21.3.08

o paradigma

Hoje, eu e milhões de portugueses comeremos bacalhau. Deve ser por isso que, num inquérito realizado sobre as preocupações dos portugueses, os problemas ambientais ocupam a 2ª posição, muito perto da primeira (a violência). 21% versus 24%, segundo a investigação duma instituição universitária de ciências sociais. Li isto ontem, num jornal de distribuição gratuita, mesmo antes de chegar à estação dos Restauradores e ir à loja do cidadão levantar o bilhete de identidade. De tal maneira o estudo e a revelação tiveram impacto sobre mim que decidi ocupar a viagem de volta a pensar sobre 'o paradigma científico'. E já não apanhei o metro na mesma estação. Desci até ao Rossio. Obviamente precisava de apanhar sol antes de me pôr a pensar no paradigma. Ia quase a entrar no acesso pela Praça da Figueira quando olhei para a esquerda e me ocorreu: vou visitar a igreja de S.Domingos. E entrei. Eterna e efémera ali estava e ali fiquei numa paz momentânea vinda não sei donde e que a beleza assustadora da ruína parecia alimentar. Não voltei a pensar no paradigma. Só hoje voltei a pensar nele, quer dizer, no bacalhau.

20.3.08

à margem

E dou por terminada a minha visita a Marvão.
O nome de Carrilho Videira, que leio na esquina de uma rua, recorda-me tempos afastados, velhos tempos do apostolado republicano, ainda eu estudava medicina.
Por Cerros e Vales
Brito Camacho

Carrilho Videira, Marvão, 6 Novembro de 1845-Marvão, 25 de Agosto de 1905
Brito Camacho, Aljustrel, 12 de Fevereiro de 1862-Lisboa, 19 de Setembro de 1934

Eu, Carrilho Videira e Brito Camacho temos um caso. Um caso sem importância. Um caso. Gosto deles. É esse o caso. Eles não sabem. E eu própria mal os conheço.

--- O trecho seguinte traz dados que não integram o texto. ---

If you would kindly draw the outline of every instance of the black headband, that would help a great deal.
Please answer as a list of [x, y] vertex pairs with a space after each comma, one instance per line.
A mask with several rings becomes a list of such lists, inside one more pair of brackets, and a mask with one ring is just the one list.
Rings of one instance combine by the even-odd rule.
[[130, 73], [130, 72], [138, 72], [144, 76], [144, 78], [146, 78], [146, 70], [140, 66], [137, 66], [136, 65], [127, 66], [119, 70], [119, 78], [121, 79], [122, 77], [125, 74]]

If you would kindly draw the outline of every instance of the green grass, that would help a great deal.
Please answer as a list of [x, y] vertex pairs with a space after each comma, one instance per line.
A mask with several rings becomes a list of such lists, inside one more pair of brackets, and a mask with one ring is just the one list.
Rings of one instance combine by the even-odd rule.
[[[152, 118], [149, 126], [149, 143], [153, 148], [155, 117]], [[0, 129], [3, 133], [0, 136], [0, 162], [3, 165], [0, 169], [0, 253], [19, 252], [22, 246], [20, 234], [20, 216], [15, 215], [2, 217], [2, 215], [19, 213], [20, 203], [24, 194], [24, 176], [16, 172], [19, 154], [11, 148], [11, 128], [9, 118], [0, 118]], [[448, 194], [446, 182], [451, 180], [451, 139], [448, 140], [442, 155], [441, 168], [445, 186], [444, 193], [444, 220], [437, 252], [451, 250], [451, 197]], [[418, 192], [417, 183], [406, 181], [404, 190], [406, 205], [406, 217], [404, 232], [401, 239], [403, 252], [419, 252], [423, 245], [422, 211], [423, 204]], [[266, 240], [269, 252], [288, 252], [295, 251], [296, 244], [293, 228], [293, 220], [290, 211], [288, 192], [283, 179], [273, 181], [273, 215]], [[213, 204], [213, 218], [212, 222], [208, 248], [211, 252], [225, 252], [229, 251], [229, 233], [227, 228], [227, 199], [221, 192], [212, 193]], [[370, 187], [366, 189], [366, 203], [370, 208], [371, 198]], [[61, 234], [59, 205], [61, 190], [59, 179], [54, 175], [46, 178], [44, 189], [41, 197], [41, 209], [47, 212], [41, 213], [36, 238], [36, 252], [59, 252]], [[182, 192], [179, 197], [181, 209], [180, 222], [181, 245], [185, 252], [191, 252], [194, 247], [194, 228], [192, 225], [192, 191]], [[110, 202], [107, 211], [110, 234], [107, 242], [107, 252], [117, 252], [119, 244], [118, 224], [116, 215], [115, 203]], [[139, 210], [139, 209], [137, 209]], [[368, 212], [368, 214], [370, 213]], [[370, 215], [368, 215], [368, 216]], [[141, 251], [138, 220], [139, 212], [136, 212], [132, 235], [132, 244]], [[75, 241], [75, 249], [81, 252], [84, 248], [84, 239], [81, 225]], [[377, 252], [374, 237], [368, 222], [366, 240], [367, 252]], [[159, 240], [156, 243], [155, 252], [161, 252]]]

Sei que são alentejanos e republicanos como eu. É pouco. Nunca serão marcos teóricos, vá (agora que começo a dar os primeiros passos na metodologia de qualquer coisa, convém-se praticar certos termos, ainda que a despropósito). Mas eu não me ralo com isso, quero lá saber que eles não sejam marcos teóricos. É um capricho que eu tenho, gostar de Carrilho Videira e Brito Camacho.

Não me vou esmifrar na argumentação. Admito que a minha relação com eles se resuma a uma palavra, talvez um pouco tonta para este efeito: simpatia. Pronto, já disse. É a minha forma de admiração histórica, ter assim uns heróis, uns heróis minoritários, quase esquecidos, os meus heróis de culto, que nasceram sob o mesmo sol que eu nasci, que respiraram o mesmo ar, o mesmo pó, que encontraram ao nascer uma paisagem onde interrogar os olhos.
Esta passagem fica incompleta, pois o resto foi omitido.